Truman Library Begins Major Renovation Project
By Mary Ryan | National Archives News
WASHINGTON, September 5, 2019 — The Harry S. Truman Presidential Library in Independence, MO, is undergoing a year-long renovation that will result in a new Truman permanent exhibition, new amenities for visitors, and enhanced educational and community programming.
Archivist of the United States David S. Ferriero, Missouri Governor Mike Parson, and Clifton Truman Daniel (President Truman’s oldest grandson), joined Library Director Kurt Graham for a ceremonial ground-breaking to mark the beginning of this major renovation and expansion project.

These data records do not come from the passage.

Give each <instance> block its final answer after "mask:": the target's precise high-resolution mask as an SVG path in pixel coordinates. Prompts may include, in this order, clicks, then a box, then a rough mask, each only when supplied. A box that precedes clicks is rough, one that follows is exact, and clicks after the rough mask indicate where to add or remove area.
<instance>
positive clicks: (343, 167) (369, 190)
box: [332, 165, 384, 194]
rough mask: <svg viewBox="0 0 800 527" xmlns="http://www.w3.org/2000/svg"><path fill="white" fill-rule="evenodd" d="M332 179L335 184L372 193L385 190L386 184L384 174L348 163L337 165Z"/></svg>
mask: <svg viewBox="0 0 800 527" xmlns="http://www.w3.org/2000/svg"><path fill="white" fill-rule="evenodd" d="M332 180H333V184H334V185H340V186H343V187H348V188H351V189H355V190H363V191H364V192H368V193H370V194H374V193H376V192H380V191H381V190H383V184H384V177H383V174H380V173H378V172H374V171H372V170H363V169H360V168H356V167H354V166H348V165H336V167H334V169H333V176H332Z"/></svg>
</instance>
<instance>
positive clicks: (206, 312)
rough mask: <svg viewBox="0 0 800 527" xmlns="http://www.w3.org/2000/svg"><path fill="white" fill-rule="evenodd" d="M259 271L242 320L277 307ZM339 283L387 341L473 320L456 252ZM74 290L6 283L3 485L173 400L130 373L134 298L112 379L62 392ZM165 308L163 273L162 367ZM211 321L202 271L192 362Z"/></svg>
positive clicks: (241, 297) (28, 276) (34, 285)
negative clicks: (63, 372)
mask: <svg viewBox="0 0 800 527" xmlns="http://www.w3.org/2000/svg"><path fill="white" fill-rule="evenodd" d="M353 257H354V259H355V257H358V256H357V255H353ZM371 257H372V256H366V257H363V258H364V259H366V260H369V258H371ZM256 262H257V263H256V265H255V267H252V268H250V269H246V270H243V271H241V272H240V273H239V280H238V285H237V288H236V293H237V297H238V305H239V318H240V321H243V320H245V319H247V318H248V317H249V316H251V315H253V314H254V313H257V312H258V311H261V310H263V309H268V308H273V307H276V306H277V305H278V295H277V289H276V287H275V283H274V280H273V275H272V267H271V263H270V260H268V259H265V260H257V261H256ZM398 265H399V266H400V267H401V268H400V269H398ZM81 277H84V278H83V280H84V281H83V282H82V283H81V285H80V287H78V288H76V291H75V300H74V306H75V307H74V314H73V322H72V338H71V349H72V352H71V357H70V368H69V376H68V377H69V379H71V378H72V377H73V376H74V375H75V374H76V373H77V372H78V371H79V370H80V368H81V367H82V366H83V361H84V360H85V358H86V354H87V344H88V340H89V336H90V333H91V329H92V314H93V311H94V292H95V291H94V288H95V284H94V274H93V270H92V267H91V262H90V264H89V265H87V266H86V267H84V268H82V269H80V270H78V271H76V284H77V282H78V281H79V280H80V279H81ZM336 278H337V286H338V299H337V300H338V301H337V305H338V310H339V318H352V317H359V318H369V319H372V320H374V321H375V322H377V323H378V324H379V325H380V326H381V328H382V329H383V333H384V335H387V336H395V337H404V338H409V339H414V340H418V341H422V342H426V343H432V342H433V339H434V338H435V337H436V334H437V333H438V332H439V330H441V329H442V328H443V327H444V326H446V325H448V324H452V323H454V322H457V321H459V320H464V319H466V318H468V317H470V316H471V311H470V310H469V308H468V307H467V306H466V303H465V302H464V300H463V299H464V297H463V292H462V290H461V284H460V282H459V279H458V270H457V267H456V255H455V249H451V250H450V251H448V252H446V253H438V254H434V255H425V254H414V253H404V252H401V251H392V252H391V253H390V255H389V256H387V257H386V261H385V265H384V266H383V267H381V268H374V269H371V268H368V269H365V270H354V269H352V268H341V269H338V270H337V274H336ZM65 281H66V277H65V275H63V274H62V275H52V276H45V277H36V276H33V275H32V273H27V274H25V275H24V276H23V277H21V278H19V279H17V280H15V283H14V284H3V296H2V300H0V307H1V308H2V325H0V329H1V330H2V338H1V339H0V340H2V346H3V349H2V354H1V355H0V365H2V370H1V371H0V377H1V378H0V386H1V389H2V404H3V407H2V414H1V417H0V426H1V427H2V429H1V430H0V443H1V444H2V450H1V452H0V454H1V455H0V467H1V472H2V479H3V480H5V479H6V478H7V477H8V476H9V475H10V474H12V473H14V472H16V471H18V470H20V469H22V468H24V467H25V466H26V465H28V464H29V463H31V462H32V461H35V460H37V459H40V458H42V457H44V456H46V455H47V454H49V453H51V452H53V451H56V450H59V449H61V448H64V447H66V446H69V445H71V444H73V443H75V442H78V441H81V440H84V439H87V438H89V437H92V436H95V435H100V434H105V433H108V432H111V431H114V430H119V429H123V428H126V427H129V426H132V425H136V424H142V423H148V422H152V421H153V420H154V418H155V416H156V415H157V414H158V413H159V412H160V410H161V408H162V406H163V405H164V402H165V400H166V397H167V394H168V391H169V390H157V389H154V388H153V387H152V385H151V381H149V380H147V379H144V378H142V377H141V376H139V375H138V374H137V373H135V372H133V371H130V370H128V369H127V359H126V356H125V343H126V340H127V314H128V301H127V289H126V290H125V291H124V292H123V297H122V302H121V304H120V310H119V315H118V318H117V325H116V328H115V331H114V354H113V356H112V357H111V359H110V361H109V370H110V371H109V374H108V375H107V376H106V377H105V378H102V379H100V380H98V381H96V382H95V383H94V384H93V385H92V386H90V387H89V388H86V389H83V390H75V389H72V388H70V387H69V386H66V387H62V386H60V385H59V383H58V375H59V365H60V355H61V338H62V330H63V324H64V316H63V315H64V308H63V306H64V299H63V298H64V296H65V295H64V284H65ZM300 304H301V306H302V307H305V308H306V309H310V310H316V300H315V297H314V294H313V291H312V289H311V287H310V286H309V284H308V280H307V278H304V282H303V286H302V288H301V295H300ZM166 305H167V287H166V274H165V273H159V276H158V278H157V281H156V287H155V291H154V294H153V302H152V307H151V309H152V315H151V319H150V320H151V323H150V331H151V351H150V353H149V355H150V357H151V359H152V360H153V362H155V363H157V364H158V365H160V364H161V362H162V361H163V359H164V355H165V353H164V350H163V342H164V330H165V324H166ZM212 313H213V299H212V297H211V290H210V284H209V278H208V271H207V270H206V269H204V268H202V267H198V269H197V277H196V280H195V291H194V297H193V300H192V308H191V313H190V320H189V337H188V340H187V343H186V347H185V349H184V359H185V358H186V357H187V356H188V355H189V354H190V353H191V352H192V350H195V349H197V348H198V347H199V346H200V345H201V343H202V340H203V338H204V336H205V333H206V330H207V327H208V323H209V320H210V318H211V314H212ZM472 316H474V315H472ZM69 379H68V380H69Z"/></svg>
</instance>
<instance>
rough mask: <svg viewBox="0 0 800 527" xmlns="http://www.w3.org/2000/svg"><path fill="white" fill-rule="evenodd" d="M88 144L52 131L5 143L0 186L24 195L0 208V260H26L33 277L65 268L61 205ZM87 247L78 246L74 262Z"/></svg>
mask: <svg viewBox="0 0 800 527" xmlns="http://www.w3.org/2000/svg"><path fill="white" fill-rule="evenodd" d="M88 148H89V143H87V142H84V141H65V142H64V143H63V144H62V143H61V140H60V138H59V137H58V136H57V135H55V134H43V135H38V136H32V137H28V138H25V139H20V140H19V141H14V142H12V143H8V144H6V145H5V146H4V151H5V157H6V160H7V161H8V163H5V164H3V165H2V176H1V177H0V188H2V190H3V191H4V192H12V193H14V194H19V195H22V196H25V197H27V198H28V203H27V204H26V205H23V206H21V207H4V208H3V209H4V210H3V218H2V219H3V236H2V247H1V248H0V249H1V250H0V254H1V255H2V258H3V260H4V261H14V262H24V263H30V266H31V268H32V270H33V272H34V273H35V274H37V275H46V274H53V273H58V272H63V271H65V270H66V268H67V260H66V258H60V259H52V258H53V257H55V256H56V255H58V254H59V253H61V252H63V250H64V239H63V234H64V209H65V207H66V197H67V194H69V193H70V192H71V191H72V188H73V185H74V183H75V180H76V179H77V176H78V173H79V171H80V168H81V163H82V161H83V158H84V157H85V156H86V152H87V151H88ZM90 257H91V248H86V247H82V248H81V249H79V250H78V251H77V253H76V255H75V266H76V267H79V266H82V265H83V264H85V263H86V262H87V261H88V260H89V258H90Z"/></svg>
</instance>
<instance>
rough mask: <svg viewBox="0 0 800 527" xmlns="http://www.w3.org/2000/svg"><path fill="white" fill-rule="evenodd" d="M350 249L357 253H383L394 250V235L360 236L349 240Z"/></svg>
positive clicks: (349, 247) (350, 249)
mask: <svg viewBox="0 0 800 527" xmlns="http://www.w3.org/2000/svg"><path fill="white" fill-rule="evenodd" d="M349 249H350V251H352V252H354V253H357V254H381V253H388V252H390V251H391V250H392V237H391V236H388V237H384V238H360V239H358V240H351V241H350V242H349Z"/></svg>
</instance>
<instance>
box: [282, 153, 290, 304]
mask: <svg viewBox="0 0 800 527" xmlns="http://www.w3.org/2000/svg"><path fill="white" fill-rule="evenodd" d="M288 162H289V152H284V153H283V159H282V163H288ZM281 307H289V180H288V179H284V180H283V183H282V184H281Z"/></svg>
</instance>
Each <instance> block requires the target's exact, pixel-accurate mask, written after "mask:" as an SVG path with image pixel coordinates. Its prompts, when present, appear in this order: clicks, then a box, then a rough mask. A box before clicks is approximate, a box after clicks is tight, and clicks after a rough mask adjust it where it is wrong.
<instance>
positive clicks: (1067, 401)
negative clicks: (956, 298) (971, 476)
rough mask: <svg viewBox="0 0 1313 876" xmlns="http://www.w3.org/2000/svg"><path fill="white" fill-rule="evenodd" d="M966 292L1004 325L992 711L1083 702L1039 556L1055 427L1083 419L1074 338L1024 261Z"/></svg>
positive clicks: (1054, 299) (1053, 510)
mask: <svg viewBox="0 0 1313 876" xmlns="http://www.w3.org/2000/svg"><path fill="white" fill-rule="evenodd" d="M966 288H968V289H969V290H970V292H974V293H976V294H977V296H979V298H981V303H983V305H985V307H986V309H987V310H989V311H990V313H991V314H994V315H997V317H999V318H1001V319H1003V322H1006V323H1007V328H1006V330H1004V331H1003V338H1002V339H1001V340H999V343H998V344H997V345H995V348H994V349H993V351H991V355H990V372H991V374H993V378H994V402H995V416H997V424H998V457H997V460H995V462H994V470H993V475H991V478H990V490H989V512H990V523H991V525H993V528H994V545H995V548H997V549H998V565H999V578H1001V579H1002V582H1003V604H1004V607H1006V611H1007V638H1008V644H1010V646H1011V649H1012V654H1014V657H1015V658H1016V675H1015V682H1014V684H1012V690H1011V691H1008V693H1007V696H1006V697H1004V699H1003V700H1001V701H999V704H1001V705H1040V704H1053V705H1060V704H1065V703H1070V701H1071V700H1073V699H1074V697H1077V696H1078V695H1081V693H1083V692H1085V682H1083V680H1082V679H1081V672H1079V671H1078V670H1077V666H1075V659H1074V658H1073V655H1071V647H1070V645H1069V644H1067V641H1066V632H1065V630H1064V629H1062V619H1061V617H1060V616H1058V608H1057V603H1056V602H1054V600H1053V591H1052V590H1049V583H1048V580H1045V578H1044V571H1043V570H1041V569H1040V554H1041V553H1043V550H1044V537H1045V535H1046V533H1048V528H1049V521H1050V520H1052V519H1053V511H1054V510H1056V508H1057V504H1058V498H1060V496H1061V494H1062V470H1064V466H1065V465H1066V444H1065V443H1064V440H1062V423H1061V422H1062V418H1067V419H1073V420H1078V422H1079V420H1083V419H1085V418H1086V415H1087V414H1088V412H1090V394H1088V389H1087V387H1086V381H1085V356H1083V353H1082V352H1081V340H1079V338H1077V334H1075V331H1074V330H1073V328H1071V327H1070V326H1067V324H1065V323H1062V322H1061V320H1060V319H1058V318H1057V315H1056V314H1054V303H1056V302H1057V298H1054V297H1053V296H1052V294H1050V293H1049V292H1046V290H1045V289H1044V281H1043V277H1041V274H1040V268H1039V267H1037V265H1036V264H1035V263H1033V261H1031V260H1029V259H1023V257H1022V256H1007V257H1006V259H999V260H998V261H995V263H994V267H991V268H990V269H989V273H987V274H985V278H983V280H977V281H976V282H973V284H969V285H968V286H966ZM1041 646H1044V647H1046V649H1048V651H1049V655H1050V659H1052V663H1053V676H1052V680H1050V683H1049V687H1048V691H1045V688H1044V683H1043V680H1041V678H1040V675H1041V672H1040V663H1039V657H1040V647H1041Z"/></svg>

“Our Presidential Libraries play an important role in educating visitors about how our government works, especially the role of the President," said Ferriero.“The Kansas City area is fortunate to serve as home to one of our nation’s 14 Presidential Libraries, and we look forward to the next generation learning from Harry Truman’s life and Presidency upon the reopening of the Truman Library next year.”
The library closed on July 23—although the research room remains open—and will reopen in fall 2020. Next year marks the 75th anniversary of Truman’s succession to the Presidency after the death of Franklin D. Roosevelt, and the opening of the new public spaces will be a fitting tribute to the man and the President.
Daniel reflected on his grandfather’s vision for his Presidential Library.“He imagined it as a place where people could learn about our democracy and the Presidency,” Daniel said. “He teased my grandmother that the library courtyard was their final resting place so he could get up and go to work if he wanted to. He’d like the idea that this renovation will do just that—keep him, his times, and his Presidency alive for future generations.”
The $30 million project is the library’s largest renovation since the museum opened in 1957. When it is done, the library will have a 3,000-square-foot addition with a new front entrance and lobby, and completely new and reimagined museum exhibits.
“It’s a great time to be in the Truman business,” Graham said. “People are very interested in Harry Truman and see him as a great unifier who brought together people of all political persuasions. With this complete remaking of the entire museum, we are bringing Truman’s legacy to the 21st century and encouraging people to take a look at that legacy.”